The Open Access version of this book, available at http://www.taylorfrancis.com, has been made available under a Creative Commons Attribution-Non Commercial-No Derivatives 4.0 license
Vivienne Lo 羅維前 is Professor of Chinese History at University College London. She has published widely on the ancient and medieval history of medicine in China and in diaspora. Her research interests include medical manuscripts, medical imagery and the history of nutrition.

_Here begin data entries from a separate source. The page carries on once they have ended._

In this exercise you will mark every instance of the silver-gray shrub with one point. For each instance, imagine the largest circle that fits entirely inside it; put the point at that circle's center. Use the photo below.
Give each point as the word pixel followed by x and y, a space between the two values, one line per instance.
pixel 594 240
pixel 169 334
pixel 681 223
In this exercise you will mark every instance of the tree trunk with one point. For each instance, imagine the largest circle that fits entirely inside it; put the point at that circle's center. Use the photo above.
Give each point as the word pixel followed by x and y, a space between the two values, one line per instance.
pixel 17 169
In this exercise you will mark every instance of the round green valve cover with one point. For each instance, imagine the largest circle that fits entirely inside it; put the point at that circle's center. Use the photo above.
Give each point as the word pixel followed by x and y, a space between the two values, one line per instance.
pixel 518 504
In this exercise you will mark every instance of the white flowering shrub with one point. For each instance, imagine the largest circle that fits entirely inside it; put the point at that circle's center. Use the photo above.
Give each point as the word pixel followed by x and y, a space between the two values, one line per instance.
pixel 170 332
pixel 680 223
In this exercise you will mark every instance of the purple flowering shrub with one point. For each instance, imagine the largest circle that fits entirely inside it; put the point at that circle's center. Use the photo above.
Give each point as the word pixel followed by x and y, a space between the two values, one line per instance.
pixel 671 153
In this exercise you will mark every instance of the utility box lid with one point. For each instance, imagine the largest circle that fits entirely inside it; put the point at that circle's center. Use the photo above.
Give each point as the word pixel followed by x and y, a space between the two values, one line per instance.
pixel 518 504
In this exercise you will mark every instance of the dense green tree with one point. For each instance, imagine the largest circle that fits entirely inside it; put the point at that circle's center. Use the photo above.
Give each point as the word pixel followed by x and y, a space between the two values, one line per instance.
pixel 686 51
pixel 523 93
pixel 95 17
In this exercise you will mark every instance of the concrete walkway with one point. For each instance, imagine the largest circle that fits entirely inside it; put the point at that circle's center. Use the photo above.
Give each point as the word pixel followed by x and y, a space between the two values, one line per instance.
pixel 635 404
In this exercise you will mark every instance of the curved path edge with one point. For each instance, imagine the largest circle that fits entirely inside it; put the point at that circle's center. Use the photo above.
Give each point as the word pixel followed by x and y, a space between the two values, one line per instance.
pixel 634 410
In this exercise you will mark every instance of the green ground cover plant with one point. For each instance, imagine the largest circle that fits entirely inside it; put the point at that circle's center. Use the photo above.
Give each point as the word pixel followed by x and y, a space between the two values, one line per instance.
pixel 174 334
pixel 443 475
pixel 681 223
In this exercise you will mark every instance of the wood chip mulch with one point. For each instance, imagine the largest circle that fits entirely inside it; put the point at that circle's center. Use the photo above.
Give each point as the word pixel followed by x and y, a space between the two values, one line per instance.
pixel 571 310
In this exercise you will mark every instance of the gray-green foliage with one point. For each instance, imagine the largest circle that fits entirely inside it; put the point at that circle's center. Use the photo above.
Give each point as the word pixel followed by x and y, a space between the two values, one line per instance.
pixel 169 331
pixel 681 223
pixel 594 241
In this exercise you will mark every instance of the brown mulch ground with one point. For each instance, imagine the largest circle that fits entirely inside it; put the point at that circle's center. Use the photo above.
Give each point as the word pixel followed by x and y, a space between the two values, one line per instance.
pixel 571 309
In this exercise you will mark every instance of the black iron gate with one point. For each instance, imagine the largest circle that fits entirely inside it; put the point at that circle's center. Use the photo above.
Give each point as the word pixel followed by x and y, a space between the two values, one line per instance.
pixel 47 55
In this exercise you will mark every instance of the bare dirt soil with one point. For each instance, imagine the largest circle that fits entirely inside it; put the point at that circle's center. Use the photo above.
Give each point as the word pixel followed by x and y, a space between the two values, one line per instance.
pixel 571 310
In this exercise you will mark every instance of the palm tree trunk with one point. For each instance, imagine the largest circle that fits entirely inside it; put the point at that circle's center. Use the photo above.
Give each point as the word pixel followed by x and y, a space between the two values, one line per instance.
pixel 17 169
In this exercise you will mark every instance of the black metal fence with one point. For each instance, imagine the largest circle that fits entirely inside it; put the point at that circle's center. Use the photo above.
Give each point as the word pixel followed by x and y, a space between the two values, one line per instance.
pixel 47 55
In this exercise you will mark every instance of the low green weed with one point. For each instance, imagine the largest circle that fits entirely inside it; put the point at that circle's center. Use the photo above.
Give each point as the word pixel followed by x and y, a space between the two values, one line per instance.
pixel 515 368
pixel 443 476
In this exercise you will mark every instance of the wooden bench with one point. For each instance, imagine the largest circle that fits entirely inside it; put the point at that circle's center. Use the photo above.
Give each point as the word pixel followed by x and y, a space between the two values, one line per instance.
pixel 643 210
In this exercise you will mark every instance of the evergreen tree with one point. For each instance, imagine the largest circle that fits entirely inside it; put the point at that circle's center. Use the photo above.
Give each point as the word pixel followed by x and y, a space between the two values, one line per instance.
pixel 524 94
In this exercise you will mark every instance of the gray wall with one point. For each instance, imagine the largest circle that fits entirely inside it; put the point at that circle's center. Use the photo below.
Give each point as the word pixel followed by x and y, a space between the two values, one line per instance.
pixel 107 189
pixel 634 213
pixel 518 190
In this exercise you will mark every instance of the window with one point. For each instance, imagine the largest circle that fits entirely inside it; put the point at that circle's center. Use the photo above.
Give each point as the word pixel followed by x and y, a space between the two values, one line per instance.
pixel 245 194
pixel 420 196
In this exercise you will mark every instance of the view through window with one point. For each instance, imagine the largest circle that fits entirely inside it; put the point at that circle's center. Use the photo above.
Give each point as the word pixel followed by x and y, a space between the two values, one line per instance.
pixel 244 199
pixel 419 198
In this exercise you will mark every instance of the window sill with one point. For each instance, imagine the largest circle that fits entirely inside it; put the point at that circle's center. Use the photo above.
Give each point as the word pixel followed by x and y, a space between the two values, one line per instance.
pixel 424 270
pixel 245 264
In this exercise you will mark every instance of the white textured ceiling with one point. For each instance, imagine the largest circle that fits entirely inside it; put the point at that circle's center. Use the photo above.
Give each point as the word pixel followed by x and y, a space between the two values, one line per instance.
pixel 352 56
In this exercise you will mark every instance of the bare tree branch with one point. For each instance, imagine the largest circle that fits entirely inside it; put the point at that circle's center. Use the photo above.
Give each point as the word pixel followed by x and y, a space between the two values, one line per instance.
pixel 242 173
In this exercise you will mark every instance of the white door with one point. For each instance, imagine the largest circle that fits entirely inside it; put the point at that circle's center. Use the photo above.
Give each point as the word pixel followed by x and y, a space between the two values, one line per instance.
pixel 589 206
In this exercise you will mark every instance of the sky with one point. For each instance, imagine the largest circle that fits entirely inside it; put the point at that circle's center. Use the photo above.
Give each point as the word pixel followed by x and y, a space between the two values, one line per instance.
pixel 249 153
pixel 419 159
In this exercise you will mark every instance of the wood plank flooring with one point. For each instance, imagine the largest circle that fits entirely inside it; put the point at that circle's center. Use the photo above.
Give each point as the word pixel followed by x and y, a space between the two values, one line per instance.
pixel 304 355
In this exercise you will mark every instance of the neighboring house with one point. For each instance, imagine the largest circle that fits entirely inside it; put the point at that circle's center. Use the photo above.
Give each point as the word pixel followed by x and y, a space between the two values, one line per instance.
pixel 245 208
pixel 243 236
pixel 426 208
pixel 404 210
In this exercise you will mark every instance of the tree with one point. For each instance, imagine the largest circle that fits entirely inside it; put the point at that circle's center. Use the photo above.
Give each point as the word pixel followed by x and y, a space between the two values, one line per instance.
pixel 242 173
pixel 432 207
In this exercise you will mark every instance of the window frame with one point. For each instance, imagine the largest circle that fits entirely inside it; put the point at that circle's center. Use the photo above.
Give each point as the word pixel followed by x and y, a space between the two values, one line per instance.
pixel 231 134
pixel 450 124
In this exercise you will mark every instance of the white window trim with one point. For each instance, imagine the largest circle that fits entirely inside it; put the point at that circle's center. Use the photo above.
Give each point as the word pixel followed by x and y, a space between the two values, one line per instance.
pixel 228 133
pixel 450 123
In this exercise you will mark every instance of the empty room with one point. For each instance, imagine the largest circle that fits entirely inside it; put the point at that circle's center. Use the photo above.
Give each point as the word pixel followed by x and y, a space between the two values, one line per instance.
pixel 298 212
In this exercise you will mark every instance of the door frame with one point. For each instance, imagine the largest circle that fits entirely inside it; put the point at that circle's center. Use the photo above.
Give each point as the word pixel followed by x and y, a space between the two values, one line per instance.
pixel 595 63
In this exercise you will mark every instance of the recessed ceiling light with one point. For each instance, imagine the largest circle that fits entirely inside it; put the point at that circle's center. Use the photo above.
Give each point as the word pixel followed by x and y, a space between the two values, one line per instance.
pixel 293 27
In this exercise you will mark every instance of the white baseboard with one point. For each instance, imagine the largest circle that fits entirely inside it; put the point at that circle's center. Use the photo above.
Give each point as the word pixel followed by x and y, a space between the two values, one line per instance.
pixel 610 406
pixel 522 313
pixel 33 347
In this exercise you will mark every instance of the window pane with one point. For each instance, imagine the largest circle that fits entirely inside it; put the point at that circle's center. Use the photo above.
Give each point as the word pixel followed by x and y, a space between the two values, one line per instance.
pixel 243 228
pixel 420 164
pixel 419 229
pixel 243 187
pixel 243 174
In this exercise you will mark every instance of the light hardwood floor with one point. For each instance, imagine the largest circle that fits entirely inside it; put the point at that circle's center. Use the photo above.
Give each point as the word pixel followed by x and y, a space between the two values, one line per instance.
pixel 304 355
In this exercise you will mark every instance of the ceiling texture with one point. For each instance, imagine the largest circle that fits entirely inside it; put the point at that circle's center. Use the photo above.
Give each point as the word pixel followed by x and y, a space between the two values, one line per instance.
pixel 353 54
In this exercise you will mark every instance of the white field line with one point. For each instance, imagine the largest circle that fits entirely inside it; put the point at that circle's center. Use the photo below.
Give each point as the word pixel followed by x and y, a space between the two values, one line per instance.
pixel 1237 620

Michael Stanley-Baker 徐源 is Assistant Professor in History at the School of Humanities, and of Medical Humanities at the Lee Kong Chian School of Medicine, at Nanyang Technological University, Singapore. An historian of Chinese medicine and religion, particularly Daoism, he works on the early imperial period as well as contemporary Sinophone communities. Currently completing a monograph on medicine and religion as related genres of practice in China, he also produces digital humanities tools and datasets to study the migration of medicine across spatio-temporal, intellectual and linguistic boundaries.
Dolly Yang 楊德秀 is a postdoctoral research associate at the Institute of History and Philology, Academia Sinica, Taiwan. She received a PhD in 2018 from University College London for her investigation into the institutionalisation of therapeutic exercise in Sui China (581–618 CE). She has a particular interest in examining the use of non-drug-based therapy in early medieval China, allied to a passion for translating and analysing ancient Chinese medical and self-cultivation texts.